Published: 11 July 2006

Abstract

Background

Antiretroviral treatment (ART) in children has special features and consequently, results obtained from clinical trials with antiretroviral drugs in adults may not be representative of children. Nelfinavir (NFV) is an HIV-1 Protease Inhibitor (PI) which has become as one of the first choices of PI for ART in children. We studied during a 3-year follow-up period the effects of highly active antiretroviral therapy with nelfinavir in vertically HIV-1 infected children.

Methods

Forty-two vertically HIV-infected children on HAART with NFV were involved in a multicentre prospective study. The children were monitored at least every 3 months with physical examinations, and blood sample collection to measure viral load (VL) and CD4+ cell count. We performed a logistic regression analysis to determinate the odds ratio of baseline characteristics on therapeutic failure.

Results

Very important increase in CD4+ was observed and VL decreased quickly and it remained low during the follow-up study. Children with CD4+ <25% at baseline achieved CD4+ >25% at 9 months of follow-up. HIV-infected children who achieved undetectable viral load (uVL) were less than 40% in each visit during follow-up.
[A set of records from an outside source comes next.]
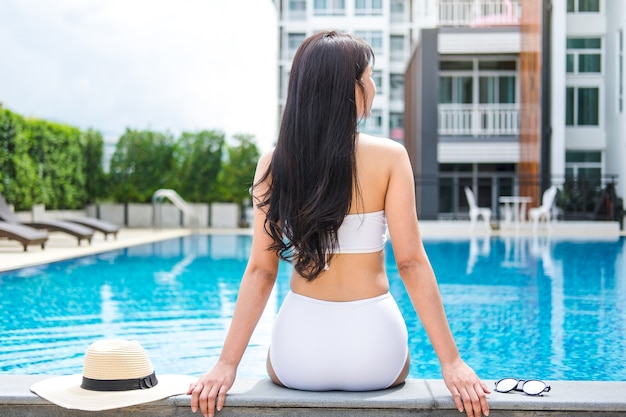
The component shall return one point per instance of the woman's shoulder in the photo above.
(380, 145)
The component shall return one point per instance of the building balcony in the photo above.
(479, 119)
(469, 13)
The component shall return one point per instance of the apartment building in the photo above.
(385, 24)
(530, 94)
(504, 96)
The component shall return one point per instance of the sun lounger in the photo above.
(77, 230)
(24, 234)
(103, 226)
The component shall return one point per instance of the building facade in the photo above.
(385, 24)
(529, 93)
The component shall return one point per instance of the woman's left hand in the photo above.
(468, 391)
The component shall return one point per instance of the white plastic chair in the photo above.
(476, 211)
(544, 211)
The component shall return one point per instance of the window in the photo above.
(396, 126)
(584, 55)
(368, 7)
(455, 89)
(374, 38)
(297, 9)
(397, 10)
(396, 86)
(329, 7)
(377, 76)
(396, 47)
(293, 42)
(584, 164)
(583, 6)
(620, 71)
(493, 89)
(582, 106)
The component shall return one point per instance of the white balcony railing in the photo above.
(479, 119)
(474, 13)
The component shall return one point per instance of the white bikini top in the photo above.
(363, 233)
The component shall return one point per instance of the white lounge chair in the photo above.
(544, 211)
(476, 211)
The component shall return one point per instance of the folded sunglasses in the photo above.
(528, 387)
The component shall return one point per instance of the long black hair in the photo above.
(312, 173)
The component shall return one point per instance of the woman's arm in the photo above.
(209, 392)
(419, 279)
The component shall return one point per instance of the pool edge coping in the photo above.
(424, 394)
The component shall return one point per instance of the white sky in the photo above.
(165, 65)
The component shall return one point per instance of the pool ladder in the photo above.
(177, 200)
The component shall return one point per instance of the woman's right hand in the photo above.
(209, 392)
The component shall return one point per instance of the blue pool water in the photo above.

Nevertheless, HIV-infected children with VL >5000 copies/ml were less than 50% during the follow-up study. Only baseline VL was an important factor to predict VL control during follow-up. Virological failure at defined end-point was confirmed in 30/42 patients. Along the whole of follow-up, 16/42 children stopped HAART with NFV. Baseline characteristics were not associated with therapeutic change.

Conclusion

NFV is a safe drug with a good profile and able to achieve an adequate response in children.